Botanical Information
  • Native habitat: Massachusetts to Florida, west to Minnesota, Kansas and Eastern Texas. River birch is found by large rivers of the coastal plain.
  • Growth habit: Pyramidal when young, oval at maturity with an irregular crown. It forms several forks from the base, and each trunk leans outward.
  • Tree size: 40 to 70 feet tall, although it can reach 90 feet, with a 40- to 60-foot spread. Growth rate is medium to fast, averaging 30 to 40 feet over 20 years. It is short-lived in urban areas, lasting 30 to 40 years. It lives longer when planted in moist areas.
  • Flower and fruit: Male flowers are 2- to 3-inch-long, slender, dark brown catkins that are clustered and drooping. Female flowers are 1/3-inch-long catkins with bright green scales. Fruit is a small nutlet in a 1- to 1½-inch-long pendulous catkin. Fruit ripens in spring.
  • Leaf: Alternate, simple, 2 to 4 inches long and 3/4 to 2½ inches wide. Medium to dark green in summer, leaves turn yellow in fall, when they drop quickly.
  • Hardiness: Winter hardy to USDA Zone 4.


Selected cultivars:
  • ‘Cully' - Broadly pyramidal, with lighter bark than the species and large, glossy green leaves. Has good resistance to bronze birch borer.
  • ‘Heritage' - Heat-loving, highly adaptive cultivar that won a Pennsylvania Horticulture Society Gold Medal in 1990. Its bark is whiter than any birch resistant to bronze birch borer. ‘Heritage' is better than river birch seedlings produced by cuttings and tissue culture, and has been shown to outgrow the seedlings by 50 percent. It has larger, glossier leaves, is hardy to at least -40 degrees F, and is able to adapt to the heat of the deep South.
Additional information: River birch wood is hard, strong and knotty. Ox yokes, wooden shoes and furniture have been made from its wood. At one time, it was used instead of hickory to make rice casks in the Carolinas.

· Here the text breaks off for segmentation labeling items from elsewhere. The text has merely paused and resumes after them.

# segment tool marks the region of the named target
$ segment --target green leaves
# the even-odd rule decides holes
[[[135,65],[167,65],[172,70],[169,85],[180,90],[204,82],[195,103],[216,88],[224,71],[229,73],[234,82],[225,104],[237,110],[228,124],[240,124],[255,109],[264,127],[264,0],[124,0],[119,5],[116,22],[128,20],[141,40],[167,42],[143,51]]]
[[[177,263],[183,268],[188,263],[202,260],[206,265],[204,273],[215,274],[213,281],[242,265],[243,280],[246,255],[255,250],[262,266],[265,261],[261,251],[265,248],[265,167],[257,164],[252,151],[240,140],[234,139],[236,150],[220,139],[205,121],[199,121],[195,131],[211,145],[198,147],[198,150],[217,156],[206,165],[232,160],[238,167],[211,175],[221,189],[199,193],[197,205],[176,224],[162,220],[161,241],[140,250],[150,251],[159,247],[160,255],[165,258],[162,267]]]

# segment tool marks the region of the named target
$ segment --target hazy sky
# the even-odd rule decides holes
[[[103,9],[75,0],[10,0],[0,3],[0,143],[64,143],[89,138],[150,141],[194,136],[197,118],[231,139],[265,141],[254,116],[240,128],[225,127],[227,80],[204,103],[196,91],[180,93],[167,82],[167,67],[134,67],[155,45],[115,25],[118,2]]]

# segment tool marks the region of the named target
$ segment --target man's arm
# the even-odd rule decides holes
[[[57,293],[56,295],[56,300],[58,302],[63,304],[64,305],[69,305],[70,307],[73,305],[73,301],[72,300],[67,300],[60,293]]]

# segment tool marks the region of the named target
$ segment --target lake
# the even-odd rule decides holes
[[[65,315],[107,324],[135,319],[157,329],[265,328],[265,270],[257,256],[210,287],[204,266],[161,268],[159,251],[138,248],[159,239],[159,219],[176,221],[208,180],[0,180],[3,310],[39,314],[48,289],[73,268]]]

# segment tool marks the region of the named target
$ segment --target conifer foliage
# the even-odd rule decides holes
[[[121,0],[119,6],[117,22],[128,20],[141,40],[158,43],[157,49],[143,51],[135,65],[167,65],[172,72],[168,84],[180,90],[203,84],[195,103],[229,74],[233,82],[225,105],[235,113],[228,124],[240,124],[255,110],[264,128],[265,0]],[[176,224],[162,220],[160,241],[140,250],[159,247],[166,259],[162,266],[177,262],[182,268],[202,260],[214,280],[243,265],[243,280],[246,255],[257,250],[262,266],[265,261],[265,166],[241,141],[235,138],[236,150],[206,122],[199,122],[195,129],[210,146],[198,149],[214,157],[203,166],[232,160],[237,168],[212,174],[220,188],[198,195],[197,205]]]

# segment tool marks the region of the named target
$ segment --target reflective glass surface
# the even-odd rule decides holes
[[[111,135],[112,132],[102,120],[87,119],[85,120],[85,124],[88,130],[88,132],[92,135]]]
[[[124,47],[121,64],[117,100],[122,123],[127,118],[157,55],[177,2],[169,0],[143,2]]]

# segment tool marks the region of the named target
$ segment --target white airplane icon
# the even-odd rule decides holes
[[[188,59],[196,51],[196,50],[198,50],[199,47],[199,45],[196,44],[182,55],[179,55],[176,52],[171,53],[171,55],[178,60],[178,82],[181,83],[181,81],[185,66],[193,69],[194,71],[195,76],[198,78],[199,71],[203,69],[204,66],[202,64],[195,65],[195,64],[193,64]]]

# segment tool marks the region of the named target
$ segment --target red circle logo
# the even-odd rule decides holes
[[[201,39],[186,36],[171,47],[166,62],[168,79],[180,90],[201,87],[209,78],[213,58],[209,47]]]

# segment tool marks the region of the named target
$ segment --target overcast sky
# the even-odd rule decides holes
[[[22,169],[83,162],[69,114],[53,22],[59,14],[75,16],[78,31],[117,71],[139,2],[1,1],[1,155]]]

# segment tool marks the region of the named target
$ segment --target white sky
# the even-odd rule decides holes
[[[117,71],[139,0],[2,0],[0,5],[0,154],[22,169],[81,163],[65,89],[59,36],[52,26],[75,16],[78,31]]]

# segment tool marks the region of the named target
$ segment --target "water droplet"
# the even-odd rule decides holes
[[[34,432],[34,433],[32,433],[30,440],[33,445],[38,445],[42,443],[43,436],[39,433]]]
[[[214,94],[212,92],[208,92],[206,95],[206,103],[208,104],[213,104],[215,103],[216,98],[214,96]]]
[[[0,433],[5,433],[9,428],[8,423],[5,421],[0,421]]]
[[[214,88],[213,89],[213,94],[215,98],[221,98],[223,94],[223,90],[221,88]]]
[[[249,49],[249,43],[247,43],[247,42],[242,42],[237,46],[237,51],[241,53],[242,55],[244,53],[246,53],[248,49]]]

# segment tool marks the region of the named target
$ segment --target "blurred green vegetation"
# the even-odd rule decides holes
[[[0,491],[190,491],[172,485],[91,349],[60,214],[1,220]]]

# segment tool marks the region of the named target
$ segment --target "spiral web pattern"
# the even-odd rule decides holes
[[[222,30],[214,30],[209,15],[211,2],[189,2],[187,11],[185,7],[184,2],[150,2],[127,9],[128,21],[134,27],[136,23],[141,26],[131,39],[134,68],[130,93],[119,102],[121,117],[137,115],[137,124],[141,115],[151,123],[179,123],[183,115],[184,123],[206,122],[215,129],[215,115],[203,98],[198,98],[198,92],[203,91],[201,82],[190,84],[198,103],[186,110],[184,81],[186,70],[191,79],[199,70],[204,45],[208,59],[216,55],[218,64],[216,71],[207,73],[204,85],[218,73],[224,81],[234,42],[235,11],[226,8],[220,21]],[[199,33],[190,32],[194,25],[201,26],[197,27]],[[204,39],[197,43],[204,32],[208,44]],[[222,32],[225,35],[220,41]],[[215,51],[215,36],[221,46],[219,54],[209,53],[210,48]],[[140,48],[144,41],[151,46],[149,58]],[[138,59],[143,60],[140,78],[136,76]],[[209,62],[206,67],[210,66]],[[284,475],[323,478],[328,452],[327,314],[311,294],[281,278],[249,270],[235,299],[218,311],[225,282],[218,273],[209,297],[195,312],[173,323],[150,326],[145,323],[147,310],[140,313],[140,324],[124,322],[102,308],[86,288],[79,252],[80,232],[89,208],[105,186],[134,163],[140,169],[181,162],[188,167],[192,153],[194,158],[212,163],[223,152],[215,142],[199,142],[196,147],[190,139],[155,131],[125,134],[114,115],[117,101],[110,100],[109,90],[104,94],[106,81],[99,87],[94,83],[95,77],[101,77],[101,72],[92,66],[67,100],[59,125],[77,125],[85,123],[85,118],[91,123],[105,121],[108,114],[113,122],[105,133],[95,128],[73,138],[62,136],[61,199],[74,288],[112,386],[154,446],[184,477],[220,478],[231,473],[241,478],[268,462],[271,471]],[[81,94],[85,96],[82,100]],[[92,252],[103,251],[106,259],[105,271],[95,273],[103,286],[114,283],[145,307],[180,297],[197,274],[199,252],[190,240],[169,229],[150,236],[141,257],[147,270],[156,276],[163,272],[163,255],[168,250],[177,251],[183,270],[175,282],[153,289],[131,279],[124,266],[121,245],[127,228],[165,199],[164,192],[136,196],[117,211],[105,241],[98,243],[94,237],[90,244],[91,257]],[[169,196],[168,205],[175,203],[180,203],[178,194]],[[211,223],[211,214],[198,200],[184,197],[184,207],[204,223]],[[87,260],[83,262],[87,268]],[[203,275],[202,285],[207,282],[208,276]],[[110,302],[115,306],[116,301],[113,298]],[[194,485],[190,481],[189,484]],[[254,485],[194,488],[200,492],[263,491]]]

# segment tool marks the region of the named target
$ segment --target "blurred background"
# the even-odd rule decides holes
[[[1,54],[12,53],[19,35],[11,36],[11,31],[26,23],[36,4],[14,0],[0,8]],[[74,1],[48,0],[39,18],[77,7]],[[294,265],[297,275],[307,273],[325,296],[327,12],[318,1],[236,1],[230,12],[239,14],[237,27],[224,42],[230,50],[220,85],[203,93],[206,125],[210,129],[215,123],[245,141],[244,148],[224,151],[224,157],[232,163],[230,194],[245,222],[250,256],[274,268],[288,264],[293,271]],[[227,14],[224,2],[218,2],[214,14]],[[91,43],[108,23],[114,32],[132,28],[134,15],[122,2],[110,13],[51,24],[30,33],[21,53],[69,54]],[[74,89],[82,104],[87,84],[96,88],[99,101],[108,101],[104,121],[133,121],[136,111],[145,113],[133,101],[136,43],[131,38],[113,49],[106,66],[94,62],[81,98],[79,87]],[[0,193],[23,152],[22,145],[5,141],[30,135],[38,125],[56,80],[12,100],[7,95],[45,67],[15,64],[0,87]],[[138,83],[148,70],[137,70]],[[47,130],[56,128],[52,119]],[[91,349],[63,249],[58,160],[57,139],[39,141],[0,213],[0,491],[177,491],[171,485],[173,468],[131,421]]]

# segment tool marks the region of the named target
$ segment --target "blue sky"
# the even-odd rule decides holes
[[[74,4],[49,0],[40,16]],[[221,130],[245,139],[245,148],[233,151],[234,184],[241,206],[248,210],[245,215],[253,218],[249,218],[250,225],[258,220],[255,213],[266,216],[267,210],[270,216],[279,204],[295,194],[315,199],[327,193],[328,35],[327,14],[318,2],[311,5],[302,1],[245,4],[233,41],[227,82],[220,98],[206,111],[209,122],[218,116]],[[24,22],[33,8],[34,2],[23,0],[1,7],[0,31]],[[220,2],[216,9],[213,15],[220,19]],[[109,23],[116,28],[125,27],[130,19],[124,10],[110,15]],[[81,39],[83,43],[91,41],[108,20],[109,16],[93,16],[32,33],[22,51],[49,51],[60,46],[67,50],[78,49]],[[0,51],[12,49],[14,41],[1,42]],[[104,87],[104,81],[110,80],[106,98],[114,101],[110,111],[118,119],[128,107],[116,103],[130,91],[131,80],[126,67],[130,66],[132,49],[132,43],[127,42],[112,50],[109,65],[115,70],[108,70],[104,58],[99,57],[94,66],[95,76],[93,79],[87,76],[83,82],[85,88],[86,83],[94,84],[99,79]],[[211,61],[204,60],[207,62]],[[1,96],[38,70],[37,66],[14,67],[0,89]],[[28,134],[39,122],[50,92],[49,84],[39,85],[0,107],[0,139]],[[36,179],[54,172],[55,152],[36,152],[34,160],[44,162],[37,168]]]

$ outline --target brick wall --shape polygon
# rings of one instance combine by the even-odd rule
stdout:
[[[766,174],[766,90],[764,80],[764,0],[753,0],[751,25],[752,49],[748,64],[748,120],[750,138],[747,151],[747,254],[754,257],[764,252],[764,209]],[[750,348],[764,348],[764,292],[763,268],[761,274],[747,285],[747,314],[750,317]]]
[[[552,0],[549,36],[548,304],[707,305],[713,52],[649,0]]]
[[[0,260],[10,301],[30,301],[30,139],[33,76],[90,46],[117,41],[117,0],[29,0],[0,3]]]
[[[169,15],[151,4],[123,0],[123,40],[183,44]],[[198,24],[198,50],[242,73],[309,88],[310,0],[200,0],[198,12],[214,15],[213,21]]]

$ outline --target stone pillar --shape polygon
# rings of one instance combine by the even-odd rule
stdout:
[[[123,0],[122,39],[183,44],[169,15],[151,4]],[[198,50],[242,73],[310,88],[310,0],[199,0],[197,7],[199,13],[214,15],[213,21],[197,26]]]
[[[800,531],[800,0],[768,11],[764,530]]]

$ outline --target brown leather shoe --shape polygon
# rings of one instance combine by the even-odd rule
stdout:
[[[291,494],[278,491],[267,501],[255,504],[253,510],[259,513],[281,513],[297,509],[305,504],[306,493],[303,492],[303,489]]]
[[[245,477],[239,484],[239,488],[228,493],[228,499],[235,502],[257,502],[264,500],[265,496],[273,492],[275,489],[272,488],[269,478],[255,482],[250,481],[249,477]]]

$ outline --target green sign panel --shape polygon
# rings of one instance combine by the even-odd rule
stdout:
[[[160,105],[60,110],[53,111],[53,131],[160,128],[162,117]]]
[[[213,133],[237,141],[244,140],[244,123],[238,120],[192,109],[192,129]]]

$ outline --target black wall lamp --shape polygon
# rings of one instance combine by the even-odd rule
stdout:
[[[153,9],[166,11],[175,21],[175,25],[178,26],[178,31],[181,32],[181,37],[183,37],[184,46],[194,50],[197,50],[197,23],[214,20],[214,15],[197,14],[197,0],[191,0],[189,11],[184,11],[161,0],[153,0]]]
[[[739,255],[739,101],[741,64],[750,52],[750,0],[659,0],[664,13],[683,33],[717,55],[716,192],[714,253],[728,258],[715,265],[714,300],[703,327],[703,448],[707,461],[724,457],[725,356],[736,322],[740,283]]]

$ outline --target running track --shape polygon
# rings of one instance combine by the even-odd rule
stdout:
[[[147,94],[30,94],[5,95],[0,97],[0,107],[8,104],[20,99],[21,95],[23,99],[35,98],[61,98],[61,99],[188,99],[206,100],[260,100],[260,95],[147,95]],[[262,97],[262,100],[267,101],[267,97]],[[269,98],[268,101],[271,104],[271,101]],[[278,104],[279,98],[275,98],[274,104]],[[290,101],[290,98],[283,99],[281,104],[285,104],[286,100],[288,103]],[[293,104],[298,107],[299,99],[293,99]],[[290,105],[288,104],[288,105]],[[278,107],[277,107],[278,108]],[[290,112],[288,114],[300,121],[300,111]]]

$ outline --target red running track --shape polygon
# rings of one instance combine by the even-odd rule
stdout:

River birch was first cultivated in 1736. Although it tends to be a medium-sized tree, one tree in Alabama has grown to 111 feet tall, with a diameter of more than 4 feet. River birch can be used as a screen or shade tree, and as a street tree with irrigation. River birches are attractive when planted in groups, especially against a dark background.

River birch seed ripens in May and June. The ripening of seed coincides with high water levels of rivers, its native setting, allowing the seed to be carried long distances by the water. River birch seed germinates quickly in mud, allowing it to grow in areas where it helps prevent erosion. Thanks to its shallow root system, river birch is easy to transplant. It should be pruned in summer because it bleeds if pruned in spring.